Researchers from Dartmouth have developed a method to convert a standard clinical linear accelerator (linac) used for radiation therapy to deliver a FLASH-capable, ultrahigh-dose rate (UHDR) radiotherapy beam. The process, which uses existing accessories, takes only 20 minutes to perform, or to reverse.

UHDR radiotherapy delivers radiation at dose rates that are hundreds, or even thousands, times higher than used in conventional treatments, leading to a phenomenon commonly referred to as the FLASH effect. Adapting a linac to deliver radiation at 300 Gy/s rather than 0.1 Gy/s enables treatment to be completed in 6 ms instead of 20 s. Crucially, preclinical research with laboratory animals has shown that these high dose rates significantly reduce toxicities to surrounding healthy tissue while maintaining anti-tumour activity.

“We believe this is the first reversible UHDR beam on a clinically used linac where the beam can be used in the conventional geometry where patients are on the treatment couch,” says Brian Pogue, of the Thayer School of Engineering and the Norris Cotton Cancer Center.

Writing in the International Journal of Radiation Oncology, Biology, Physics, Pogue and colleagues describe the procedures and guidelines that they developed to deliver UHDR to a treatment room isocentre.

The team converted a Varian Clinac 2100 C/D to deliver UHDR electron beams using existing accessories including jaws, applicators and cutouts. The conversion was performed by setting the treatment console to “service mode” and manually resetting some key components of the treatment delivery system – the carousel, air valve and target – with the gantry angle set at 90 degrees to access these components.

Modifications (which could be completed within 20 minutes) included retracting the X-ray target and flattening filter from the beam’s path, positioning the carousel on an empty port and selecting 10 MV photon beam energy in the treatment console to deliver electron beams. To convert the linac back for conventional radiotherapy use, this process is simply reversed.

Following the conversion, the researchers used film and an optically stimulated luminescent dosimeter (OSLD) to measure dose-rate, surface and depth–dose profiles in solid water phantoms.

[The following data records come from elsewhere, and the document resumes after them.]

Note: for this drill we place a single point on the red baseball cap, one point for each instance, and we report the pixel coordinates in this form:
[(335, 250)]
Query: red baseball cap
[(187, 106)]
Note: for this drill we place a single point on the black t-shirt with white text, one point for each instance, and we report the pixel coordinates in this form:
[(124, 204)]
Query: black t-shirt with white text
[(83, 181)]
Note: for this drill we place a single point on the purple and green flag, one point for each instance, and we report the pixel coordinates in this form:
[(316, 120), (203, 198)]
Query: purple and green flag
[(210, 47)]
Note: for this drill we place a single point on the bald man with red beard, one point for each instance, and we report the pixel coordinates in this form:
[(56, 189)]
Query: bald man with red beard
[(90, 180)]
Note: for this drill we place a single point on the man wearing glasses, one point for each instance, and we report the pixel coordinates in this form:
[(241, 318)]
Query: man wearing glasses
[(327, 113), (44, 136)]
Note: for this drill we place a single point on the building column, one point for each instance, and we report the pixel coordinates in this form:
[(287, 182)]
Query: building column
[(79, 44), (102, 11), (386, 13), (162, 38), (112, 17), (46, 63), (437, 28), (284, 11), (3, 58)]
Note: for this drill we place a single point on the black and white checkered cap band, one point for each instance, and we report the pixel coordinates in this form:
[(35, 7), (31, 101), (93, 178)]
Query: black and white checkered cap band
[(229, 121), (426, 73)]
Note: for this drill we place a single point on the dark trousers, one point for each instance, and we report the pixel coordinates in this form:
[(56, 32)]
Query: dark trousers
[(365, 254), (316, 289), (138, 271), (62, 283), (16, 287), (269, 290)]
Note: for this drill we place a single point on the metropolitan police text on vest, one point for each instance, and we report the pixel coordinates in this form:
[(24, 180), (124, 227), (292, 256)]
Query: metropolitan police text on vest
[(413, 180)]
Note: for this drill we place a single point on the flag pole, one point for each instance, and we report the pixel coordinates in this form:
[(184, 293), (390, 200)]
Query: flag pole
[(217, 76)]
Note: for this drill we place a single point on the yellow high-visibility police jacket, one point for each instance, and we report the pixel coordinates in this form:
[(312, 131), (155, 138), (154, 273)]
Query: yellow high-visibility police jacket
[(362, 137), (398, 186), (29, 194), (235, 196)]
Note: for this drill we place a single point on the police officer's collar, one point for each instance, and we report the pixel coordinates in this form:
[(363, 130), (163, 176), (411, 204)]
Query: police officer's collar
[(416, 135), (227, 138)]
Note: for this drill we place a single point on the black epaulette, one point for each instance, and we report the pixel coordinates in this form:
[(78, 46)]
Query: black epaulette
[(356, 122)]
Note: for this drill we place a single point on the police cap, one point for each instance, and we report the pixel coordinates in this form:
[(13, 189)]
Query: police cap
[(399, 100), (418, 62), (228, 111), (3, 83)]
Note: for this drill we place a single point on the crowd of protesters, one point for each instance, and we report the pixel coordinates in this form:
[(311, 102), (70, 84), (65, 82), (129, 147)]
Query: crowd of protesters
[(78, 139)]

They used a fast photomultiplier tube-based Cherenkov detector to measure per pulse beam output at a 2 ns sampling rate.

FLASH accomplished

Lead authors Mahbubur Rahman and Ramish Ashraf of the Thayer School of Engineering and colleagues report that the converted system could achieve dose rates of up to 290±5 Gy/s at the isocentre (100 cm source-to-surface distance), well above the reported 40 Gy/s threshold needed to potentially achieve the FLASH effect. The doses measured from simultaneous irradiation of film and OSLD agreed to within 1%. The radial symmetry of the beams was within 0.2% at 290 Gy/s. The Cherenkov detector showed that the linac required a ramp-up period for the first 4–6 pulses before the output stabilized to a stability within 3%.

Based on these findings, the researchers believe that with further tuning of the beam output and reduced source-to-surface distance, they could achieve dose rates of up to 600 Gy/s. The variability of the radiation dose from the first few pulses may require a dose monitoring and stopping system for future clinical translation studies, and upwards of 10 pulses may be needed when performing preclinical animal investigations. Work is underway to develop a low-cost translatable controller circuit that could be used with the converted linac.

The researchers are currently using the UHDR beam in preclinical studies on experimental animal tumours, as well as in clinical veterinary treatments. Murine studies are underway to examine the nature of the normal tissue sparing from radiation damage that the FLASH effect confers. Veterinary treatments to dogs with sarcoma tumours are being used to test out the ability to safely deliver this beam.

“Further oxygen consumption from the FLASH beam has been widely postulated to be one of the factors that could lead to the FLASH effect of normal tissue damage reduction, and so, in vivo studies of this effect are being completed,” Pogue tells Physics World.

“Additionally, radiation oncologists and dermatologists have joined the team to design a human safety clinical trial using FLASH radiotherapy to treat patients with advanced skin lesions that cannot be surgically removed,” he adds. “There are a number of advanced lesions where, because of poor perfusion or lesion location, surgical removal would not be ideal. These might be better treated by radiotherapy, especially if there is a slightly enhanced sparing of the normal skin from the FLASH effect. The team is planning for this future trial to evaluate the safety of UHDR delivery in human treatment.”